DEV Community

Pratham Chauhan
Pratham Chauhan

Posted on

Setting Up Gemini on Vertex AI for Production: A No-Nonsense Walkthrough

If you want to call Gemini through Google Cloud's Vertex AI from a real production environment, not just a local script, there's a specific order of operations that saves you from a lot of pain later. This is that walkthrough: project setup, a properly scoped service account, local testing, and finally getting it running securely on an EC2 instance, including the keyless Workload Identity Federation (WIF) path.

You might be wondering why bother with all this instead of just grabbing an API key from AI Studio and dropping it into an environment variable. Honestly, for a weekend project, do that. But a raw API key is a single static string that grants full access to whatever it's scoped to, forever, until you remember to revoke it. If it ends up in a public repo, a client side bundle, or a log file, anyone holding it can run up your bill or worse. The setup in this post trades a bit of upfront complexity for something much safer: identity based access that can be scoped down to exactly one permission, rotated without touching your app code, and in the WIF case, never even exists as a file you could accidentally leak. It's the difference between handing someone a house key and giving them a temporary badge that only opens one door and expires on its own.

Before diving in, a couple of terms that will come up a lot.
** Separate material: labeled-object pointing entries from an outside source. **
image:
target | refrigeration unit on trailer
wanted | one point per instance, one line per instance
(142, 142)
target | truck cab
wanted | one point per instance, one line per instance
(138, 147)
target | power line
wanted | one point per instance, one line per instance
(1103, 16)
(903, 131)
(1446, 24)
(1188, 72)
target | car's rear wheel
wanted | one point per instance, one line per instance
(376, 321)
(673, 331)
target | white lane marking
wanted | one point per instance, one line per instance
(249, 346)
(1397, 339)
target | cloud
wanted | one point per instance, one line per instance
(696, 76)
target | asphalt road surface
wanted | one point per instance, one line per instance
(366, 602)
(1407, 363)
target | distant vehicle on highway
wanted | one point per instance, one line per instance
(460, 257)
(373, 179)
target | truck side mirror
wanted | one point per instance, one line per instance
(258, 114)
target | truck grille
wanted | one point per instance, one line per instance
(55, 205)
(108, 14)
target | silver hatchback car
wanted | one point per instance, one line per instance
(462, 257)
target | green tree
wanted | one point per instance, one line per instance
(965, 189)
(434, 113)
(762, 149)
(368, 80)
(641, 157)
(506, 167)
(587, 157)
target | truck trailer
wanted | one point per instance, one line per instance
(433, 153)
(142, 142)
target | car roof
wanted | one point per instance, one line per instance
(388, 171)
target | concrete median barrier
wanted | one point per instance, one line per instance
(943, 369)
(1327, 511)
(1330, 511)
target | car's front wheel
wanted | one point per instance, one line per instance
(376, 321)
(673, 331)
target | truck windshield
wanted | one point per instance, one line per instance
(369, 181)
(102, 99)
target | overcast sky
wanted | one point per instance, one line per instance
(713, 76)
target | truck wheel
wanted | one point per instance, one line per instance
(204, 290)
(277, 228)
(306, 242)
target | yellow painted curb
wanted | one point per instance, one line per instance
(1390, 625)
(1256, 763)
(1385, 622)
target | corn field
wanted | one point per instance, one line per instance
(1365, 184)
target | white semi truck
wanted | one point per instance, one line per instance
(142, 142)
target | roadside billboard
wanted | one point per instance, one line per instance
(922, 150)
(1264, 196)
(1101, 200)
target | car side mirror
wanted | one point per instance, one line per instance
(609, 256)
An IAM role is just a labeled bundle of permissions, like a job title that comes with a fixed list of things you're allowed to do. A service account is not a human user. Think of it as a robot identity that your app logs in as, instead of a person typing a password. We'll use both throughout.

Part 2 covers everything that goes wrong if you skip a step or fat finger a detail here, and trust me, there's a lot that can go wrong. But first, let's do it right.

Step 1: Pick your project and enable the right API

Open the Google Cloud Console and confirm you're in the correct project (not just "a" project, since billing and permissions are scoped per project, and it's easy to set things up in the wrong one if you have several).

PROJECT_ID="your-gcp-project-id"
LOCATION="us-central1"
gcloud config set project "$PROJECT_ID"
Enter fullscreen mode Exit fullscreen mode

The API you want is aiplatform.googleapis.com, labeled "Vertex AI API" in the console. An API here just means a specific Google Cloud service you have to switch on before you can use it. There's a deceptively similar sounding one called Vertex AI Search for commerce (retail.googleapis.com) that has nothing to do with calling Gemini models. Enable the right one:

gcloud services enable aiplatform.googleapis.com
gcloud services list --enabled --filter="aiplatform.googleapis.com"
Enter fullscreen mode Exit fullscreen mode

Vertex AI locations aren't inherited from your project. You choose a region explicitly, meaning the physical data center area where your requests get processed. us-central1 is a safe, well supported default. Whatever you pick, use the same value everywhere: local testing, EC2 env vars, your app code. Mismatched regions are a surprisingly common source of "it works locally but not in prod."

Step 2: Set a budget before you test anything

Before your first API call, set up a budget alert. Go to Billing, then Budgets & alerts, then Create budget. Scope it to this specific project, and set a monthly amount you're comfortable with. A hundred dollars is a reasonable starting point. Add alert thresholds at every 10% so you get early warning, not just a surprise at the end of the month.

One important caveat: budgets are alerts, not hard stops. Google Cloud won't automatically cut you off at your limit. If you need an actual ceiling, build it into your own backend. Check estimated monthly spend before each Gemini call and reject the request if you're over:

if (monthlySpendUsd >= 100) {
  throw new Error("Monthly Gemini budget reached");
}
Enter fullscreen mode Exit fullscreen mode

This is more reliable than a billing disable webhook, because it stops the request, not the project, which matters if this project hosts anything else.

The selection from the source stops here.